Among patients, physicians, public health officials, and the courts, acquired immunodeficiency syndrome (AIDS) raises significant questions and concerns regarding rights to privacy and confidentiality of patients and patients' relatives and has been the subject of specific legislation. These laws vary widely among states, and the pathologist performing autopsies should be familiar with the specific local statutes. In general, two documents are of concern for the autopsy pathologist: the autopsy report and the death certificate. Autopsy reports prepared in the setting of a hospital practice are legally protected as part of the confidential medical record.
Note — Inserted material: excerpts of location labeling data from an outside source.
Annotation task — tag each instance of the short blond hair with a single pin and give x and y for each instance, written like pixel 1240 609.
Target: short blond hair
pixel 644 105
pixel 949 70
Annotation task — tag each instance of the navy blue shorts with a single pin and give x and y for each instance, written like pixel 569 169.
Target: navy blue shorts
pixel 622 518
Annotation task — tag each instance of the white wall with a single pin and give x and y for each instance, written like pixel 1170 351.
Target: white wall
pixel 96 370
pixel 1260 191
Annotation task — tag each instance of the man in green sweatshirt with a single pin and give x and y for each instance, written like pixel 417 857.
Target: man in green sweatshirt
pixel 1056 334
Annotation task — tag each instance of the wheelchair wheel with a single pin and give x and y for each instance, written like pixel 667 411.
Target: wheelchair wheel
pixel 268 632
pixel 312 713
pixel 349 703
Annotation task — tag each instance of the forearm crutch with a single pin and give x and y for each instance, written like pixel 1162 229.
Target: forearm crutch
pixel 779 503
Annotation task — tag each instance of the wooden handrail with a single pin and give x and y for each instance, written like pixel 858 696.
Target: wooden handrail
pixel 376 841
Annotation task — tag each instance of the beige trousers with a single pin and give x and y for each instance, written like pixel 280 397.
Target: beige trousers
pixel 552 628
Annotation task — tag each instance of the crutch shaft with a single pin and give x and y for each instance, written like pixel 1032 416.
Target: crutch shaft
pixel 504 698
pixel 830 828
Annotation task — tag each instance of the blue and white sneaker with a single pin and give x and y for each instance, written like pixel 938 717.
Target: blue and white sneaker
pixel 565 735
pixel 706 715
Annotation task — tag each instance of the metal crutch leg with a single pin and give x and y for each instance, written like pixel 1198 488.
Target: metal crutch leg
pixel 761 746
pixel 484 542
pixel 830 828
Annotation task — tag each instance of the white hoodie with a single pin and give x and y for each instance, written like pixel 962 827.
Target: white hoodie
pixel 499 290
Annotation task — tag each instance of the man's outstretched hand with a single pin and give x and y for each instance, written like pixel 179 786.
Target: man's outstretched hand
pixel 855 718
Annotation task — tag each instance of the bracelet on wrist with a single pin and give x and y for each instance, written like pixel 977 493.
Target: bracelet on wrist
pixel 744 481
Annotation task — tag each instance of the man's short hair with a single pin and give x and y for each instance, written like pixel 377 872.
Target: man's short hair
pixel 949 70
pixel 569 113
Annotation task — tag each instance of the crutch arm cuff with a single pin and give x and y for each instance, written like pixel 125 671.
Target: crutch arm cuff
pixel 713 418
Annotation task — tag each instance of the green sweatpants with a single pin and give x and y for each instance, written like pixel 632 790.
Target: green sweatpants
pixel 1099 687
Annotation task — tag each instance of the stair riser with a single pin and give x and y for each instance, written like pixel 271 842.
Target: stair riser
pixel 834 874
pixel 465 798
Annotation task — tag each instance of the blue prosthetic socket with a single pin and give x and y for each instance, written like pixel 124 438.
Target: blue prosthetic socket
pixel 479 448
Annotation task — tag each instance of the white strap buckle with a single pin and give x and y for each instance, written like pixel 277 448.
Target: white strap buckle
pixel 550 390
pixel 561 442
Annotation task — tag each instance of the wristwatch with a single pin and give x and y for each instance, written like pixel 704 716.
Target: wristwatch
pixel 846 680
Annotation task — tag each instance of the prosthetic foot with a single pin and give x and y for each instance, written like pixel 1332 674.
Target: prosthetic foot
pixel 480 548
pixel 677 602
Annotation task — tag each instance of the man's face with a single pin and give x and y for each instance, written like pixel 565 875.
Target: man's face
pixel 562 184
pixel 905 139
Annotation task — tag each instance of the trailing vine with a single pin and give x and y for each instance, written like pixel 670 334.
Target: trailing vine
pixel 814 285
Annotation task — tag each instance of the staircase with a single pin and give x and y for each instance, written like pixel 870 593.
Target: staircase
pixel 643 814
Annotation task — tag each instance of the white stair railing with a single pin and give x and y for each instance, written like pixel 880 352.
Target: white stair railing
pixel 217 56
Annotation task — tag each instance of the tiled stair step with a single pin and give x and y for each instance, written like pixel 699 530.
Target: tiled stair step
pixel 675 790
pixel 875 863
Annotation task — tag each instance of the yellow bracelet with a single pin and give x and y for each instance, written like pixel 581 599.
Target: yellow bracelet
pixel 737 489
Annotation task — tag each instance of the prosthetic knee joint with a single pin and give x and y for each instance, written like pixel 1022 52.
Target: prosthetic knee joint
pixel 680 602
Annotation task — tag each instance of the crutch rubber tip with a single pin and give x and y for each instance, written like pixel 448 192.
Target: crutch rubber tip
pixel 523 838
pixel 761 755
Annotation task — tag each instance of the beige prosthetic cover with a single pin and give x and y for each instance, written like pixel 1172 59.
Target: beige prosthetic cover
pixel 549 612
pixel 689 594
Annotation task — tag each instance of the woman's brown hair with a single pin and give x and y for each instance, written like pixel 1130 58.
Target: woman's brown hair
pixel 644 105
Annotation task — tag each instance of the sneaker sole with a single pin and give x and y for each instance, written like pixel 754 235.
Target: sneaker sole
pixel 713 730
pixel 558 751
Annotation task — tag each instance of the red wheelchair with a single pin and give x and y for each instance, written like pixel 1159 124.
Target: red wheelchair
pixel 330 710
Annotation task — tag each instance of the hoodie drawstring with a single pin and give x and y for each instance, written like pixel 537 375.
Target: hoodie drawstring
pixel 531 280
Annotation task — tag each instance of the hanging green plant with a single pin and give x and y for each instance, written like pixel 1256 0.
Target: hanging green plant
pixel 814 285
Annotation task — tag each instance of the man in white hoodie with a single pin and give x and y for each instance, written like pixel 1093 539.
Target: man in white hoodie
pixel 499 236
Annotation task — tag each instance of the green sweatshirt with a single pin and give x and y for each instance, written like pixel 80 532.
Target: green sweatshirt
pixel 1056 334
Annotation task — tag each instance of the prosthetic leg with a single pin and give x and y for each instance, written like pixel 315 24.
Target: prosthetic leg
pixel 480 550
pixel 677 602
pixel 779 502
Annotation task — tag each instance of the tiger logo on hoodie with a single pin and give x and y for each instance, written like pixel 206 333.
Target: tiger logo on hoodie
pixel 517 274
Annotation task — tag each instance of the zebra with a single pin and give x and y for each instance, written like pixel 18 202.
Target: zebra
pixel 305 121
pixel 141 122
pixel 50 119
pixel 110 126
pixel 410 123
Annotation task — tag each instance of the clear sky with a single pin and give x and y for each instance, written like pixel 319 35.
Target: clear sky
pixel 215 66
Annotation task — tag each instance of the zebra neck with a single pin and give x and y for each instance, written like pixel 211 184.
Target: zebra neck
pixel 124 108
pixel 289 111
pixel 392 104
However, in some states, autopsies reported by a medical examiner become part of the public record. Likewise, the public may gain access to causes of death listed on death certificates. For these reasons, the Council on Ethical and Judicial Affairs of the American Medical Association recommends that infection with human immunodeficiency virus or AIDS appear in the autopsy report only when it is relevant to the patient's cause of death. Others suggest that government offices adopt a two-part death certificate that includes one part for interment and immediate legal purposes and another for medical certification. This would provide greater privacy to the family of the deceased.